How can we be reconciled? how can we be reconciled?" he said aloud, and unconsciously began to repeat these words.
This repetition checked the rising up of fresh images and memories, which he felt were thronging in his brain.
But repeating words did not check his imagination for long.
Again in extraordinarily rapid succession his best moments rose before his mind, and then his recent humiliation.
"Take away his hands," Anna's voice says.
He takes away his hands and feels the shamestruck and idiotic expression of his face.
He still lay down, trying to sleep, though he felt there was not the smallest hope of it, and kept repeating stray words from some chain of thought, trying by this to check the rising flood of fresh images.
He listened, and heard in a strange, mad whisper words repeated:
"I did not appreciate it, did not make enough of it. I did not appreciate it, did not make enough of it."
"What's this?

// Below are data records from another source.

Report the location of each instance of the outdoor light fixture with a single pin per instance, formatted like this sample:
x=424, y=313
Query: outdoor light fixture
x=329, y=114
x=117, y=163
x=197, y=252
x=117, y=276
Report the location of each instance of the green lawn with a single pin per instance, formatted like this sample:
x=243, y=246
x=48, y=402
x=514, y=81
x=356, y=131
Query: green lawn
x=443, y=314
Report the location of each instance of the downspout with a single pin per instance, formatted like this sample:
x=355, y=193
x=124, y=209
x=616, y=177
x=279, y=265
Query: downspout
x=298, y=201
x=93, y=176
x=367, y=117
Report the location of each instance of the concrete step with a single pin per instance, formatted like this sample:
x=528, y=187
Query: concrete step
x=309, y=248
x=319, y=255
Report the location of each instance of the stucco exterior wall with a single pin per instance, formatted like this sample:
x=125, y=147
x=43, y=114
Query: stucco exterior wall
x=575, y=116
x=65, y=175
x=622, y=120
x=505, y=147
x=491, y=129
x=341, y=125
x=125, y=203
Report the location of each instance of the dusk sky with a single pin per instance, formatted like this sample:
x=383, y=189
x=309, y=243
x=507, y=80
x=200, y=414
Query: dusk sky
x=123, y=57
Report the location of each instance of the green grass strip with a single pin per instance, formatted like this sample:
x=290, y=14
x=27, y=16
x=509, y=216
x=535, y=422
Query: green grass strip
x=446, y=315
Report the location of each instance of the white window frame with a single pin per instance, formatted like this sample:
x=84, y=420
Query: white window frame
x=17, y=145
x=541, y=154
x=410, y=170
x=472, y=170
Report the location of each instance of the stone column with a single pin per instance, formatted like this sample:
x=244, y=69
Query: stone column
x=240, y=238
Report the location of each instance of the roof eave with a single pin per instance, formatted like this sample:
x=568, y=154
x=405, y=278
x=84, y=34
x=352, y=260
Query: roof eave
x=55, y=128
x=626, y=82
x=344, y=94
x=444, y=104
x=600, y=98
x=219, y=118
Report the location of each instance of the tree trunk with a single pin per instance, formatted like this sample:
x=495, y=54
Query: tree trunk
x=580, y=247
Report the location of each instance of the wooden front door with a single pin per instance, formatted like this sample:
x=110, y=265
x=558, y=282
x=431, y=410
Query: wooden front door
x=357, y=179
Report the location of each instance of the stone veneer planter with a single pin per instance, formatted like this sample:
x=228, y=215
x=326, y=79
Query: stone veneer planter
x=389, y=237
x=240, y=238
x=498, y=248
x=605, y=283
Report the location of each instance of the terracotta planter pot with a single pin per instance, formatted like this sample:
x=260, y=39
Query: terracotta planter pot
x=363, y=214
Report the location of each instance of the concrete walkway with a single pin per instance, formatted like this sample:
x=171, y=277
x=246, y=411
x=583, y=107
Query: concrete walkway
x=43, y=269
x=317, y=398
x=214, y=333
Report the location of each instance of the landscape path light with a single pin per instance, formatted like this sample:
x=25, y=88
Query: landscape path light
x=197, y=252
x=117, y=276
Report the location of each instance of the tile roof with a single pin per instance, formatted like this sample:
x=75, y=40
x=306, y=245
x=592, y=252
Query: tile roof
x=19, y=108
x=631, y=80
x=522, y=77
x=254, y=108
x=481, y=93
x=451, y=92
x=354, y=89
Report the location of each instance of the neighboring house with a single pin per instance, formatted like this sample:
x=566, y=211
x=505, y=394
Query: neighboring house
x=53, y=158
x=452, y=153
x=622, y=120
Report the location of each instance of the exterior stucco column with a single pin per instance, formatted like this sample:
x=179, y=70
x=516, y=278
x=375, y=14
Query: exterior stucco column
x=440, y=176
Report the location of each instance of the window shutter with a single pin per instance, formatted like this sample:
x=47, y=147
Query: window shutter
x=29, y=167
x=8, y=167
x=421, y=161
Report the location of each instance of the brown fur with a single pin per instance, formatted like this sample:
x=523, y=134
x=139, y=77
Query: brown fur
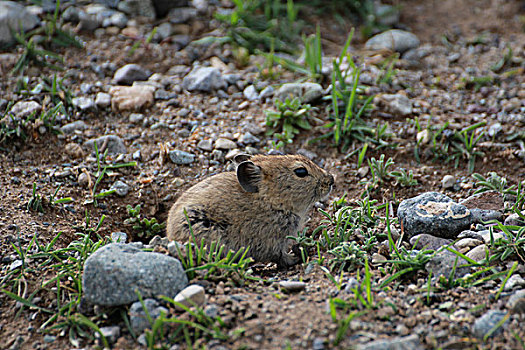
x=257, y=206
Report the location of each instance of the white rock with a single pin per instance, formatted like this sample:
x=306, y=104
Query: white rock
x=190, y=296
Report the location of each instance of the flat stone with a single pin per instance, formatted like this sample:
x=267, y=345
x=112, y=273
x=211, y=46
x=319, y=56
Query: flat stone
x=292, y=286
x=486, y=322
x=424, y=241
x=204, y=79
x=70, y=128
x=129, y=73
x=137, y=314
x=131, y=98
x=306, y=92
x=516, y=302
x=225, y=144
x=113, y=273
x=410, y=342
x=113, y=143
x=190, y=296
x=393, y=39
x=435, y=214
x=181, y=158
x=14, y=17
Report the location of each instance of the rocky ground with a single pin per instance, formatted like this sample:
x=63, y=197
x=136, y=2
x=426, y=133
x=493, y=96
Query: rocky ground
x=170, y=112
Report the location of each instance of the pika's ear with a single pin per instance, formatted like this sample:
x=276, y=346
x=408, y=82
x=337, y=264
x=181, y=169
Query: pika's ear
x=249, y=175
x=241, y=158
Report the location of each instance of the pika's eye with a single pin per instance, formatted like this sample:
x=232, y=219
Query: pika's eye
x=301, y=172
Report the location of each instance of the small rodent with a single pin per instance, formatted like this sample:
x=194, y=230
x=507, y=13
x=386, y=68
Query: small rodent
x=265, y=200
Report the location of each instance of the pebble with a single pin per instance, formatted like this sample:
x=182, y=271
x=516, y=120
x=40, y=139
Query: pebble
x=83, y=103
x=119, y=237
x=292, y=286
x=13, y=18
x=435, y=214
x=393, y=39
x=103, y=100
x=448, y=182
x=513, y=282
x=306, y=92
x=486, y=322
x=137, y=315
x=516, y=302
x=205, y=145
x=225, y=144
x=204, y=79
x=181, y=158
x=250, y=93
x=397, y=104
x=131, y=98
x=111, y=333
x=114, y=272
x=193, y=294
x=113, y=143
x=121, y=188
x=24, y=109
x=478, y=253
x=74, y=126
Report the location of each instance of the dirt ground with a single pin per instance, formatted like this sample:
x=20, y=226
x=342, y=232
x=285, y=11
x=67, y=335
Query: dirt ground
x=270, y=319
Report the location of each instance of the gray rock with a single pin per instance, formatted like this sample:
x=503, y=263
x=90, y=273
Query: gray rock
x=113, y=273
x=136, y=8
x=137, y=315
x=204, y=79
x=435, y=214
x=181, y=158
x=205, y=145
x=397, y=104
x=74, y=126
x=267, y=92
x=424, y=241
x=486, y=322
x=103, y=100
x=111, y=333
x=410, y=342
x=112, y=143
x=129, y=73
x=513, y=282
x=225, y=144
x=182, y=14
x=119, y=237
x=84, y=103
x=24, y=109
x=14, y=16
x=443, y=263
x=292, y=286
x=121, y=188
x=448, y=181
x=306, y=92
x=393, y=39
x=248, y=139
x=190, y=296
x=516, y=302
x=250, y=93
x=478, y=253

Am I going out of my mind?" he said to himself. "Perhaps.
What makes men go out of their minds; what makes men shoot themselves?" he answered himself, and opening his eyes, he saw with wonder an embroidered cushion beside him, worked by Varya, his brother's wife.
He touched the tassel of the cushion, and tried to think of Varya, of when he had seen her last.
But to think of anything extraneous was an agonizing effort.
"No, I must sleep!"
He moved the cushion up, and pressed his head into it, but he had to make an effort to keep his eyes shut.
He jumped up and sat down.
"That's all over for me," he said to himself. "I must think what to do.
What is left?"
His mind rapidly ran through his life apart from his love of Anna.
"Ambition?
Serpuhovskoy?
Society?
The court?"
He could not come to a pause anywhere.
All of it had had meaning before, but now there was no reality in it.
He got up from the sofa, took off his coat, undid his belt, and uncovering his hairy chest to breathe more freely, walked up and down the room.
"This is how people go mad," he repeated, "and how they shoot themselves...to escape humiliation," he added slowly.
He went to the door and closed it, then with fixed eyes and clenched teeth he went up to the table, took a revolver, looked round him, turned it to a loaded barrel, and sank into thought.
For two minutes, his head bent forward with an expression of an intense effort of thought, he stood with the revolver in his hand, motionless, thinking.
"Of course," he said to himself, as though a logical, continuous, and clear chain of reasoning had brought him to an indubitable conclusion.
In reality this "of course," that seemed convincing to him, was simply the result of exactly the same circle of memories and images through which he had passed ten times already during the last hour--memories of happiness lost forever.